Vision 2030 began as a transformation strategy. It is increasingly becoming a capital-allocation question.
Saudi Arabia has built execution capacity at extraordinary speed. But execution costs money. Giga-projects cost money. Tourism infrastructure costs money. Industrial policy costs money. Housing, digital government, healthcare, transport, culture, sports, entertainment, and energy transitions all require capital.
The 2025 annual report is designed to show progress. It is not designed to show the full fiscal cost of progress.
That is why the annual report must be read beside Saudi budget documents, IMF analysis, World Bank context, and PIF strategy materials. The integrated question is simple: who pays for the second half of Vision 2030?

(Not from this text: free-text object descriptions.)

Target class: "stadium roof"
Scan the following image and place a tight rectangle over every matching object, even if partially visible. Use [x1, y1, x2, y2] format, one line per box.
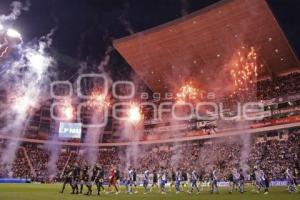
[113, 0, 300, 93]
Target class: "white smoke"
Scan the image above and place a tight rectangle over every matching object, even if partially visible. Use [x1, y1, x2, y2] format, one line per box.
[45, 134, 61, 181]
[119, 3, 134, 35]
[98, 46, 113, 71]
[0, 30, 56, 172]
[0, 1, 30, 23]
[83, 46, 113, 165]
[84, 114, 103, 166]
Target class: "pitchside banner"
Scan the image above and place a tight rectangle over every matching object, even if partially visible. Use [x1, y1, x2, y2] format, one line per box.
[59, 122, 82, 139]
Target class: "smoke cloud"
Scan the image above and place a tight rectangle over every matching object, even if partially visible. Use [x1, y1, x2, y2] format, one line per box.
[0, 29, 56, 172]
[0, 1, 30, 23]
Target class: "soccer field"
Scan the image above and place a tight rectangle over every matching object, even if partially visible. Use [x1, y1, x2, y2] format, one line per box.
[0, 184, 299, 200]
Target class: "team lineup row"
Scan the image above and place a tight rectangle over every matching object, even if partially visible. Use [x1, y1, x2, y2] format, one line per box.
[59, 163, 298, 195]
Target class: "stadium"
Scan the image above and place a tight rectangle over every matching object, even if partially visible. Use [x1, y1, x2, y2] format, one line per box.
[0, 0, 299, 199]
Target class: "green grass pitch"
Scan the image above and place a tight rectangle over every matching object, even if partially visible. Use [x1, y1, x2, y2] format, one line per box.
[0, 184, 299, 200]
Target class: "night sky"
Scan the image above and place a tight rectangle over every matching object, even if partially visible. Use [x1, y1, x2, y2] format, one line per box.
[0, 0, 299, 81]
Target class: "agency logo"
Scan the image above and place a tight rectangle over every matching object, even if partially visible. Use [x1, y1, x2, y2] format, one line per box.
[50, 73, 267, 128]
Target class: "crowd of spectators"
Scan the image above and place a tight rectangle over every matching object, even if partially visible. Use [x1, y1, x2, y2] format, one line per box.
[0, 128, 299, 182]
[0, 148, 31, 179]
[219, 72, 300, 110]
[257, 72, 300, 100]
[134, 129, 299, 180]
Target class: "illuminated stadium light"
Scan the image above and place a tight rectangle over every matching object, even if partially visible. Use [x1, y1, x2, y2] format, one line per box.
[127, 104, 141, 123]
[6, 28, 21, 38]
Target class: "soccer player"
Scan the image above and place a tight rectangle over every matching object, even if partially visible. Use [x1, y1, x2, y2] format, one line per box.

In the first phase, public capital could lead aggressively. That made strategic sense. The state needed to create markets, signal commitment, build infrastructure, and pull private actors into sectors that did not yet exist. But as the program matures, public spending becomes a constraint. The more Vision depends on public capex, the more it is exposed to oil revenue, budget priorities, project phasing, debt, and opportunity cost.
The annual report uses strong language around private-sector growth and investment. Some indicators support that story: private-sector contribution to GDP, SME lending, SME employment, tourism spend, and FDI improvement. But the report does not show enough about private capital at risk.

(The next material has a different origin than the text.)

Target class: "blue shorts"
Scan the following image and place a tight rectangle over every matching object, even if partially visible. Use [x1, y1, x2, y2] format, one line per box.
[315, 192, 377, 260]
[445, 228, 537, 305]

That phrase matters: at risk.
A supplier paid by a public project is private-sector activity, but the demand is state-created. A contractor building a giga-project is private-sector revenue, but not necessarily private risk capital. A joint venture serving a government anchor client is private participation, but may still depend on public spending. Real private-sector transformation occurs when firms invest capital because they expect durable market returns, not merely because the state is buying.
The PIF strategy language around investment efficiency and financial returns suggests officials understand the shift. The next phase needs more co-investment, more returns discipline, more asset recycling, and more prioritization. It also needs transparency about project phasing.
This is especially important for giga-projects. A project can remain strategically important while being phased, resized, reprioritized, or sequenced. That is not failure. It is portfolio management. But if the public narrative only allows “on track” language, then normal capital discipline can look like contradiction.
For investors, the fiscal question is not whether Saudi Arabia can spend. It can. The question is whether the spending creates assets and firms that reduce the need for future spending.
For officials, the strongest disclosure would be a Vision capital stack: budget funding, PIF funding, debt, private co-investment, land value, user revenue, asset sales, and expected returns. That would make the transformation more credible because it would show how public capital is being recycled into sustainable economic capacity.
For Saudi Vision 2030, this article should be the macro frame for the entire series. Vision 2030 is not running out of ambition. It is entering the phase where ambition has to compete with capital efficiency.
The first half asked whether Saudi Arabia could move. The second half asks whether the movement pays.
The macro overlay makes the fiscal question unavoidable. Official statistical and budget material point to 2025 real growth around 4.5%, with oil activities up roughly 5.7% and non-oil activities up roughly 4.9%, while the 2026 budget statement frames growth around the mid-4% range. But that sits beside large deficits: about SAR 245 billion for 2025 and about SAR 165 billion for 2026. IMF commentary adds a second pressure point by warning that fiscal and current-account deficits may persist over the medium term even with ample buffers.
That does not mean Saudi Arabia cannot finance Vision 2030. It means the question has changed. The key metric is no longer spending capacity alone; it is whether public capital produces assets, firms, and cash flows that reduce future public-capital dependence. The best fiscal disclosure would connect budget spending, PIF deployment, debt, guarantees, land transfers, subsidies, user revenues, private co-investment, and expected return logic in one capital stack.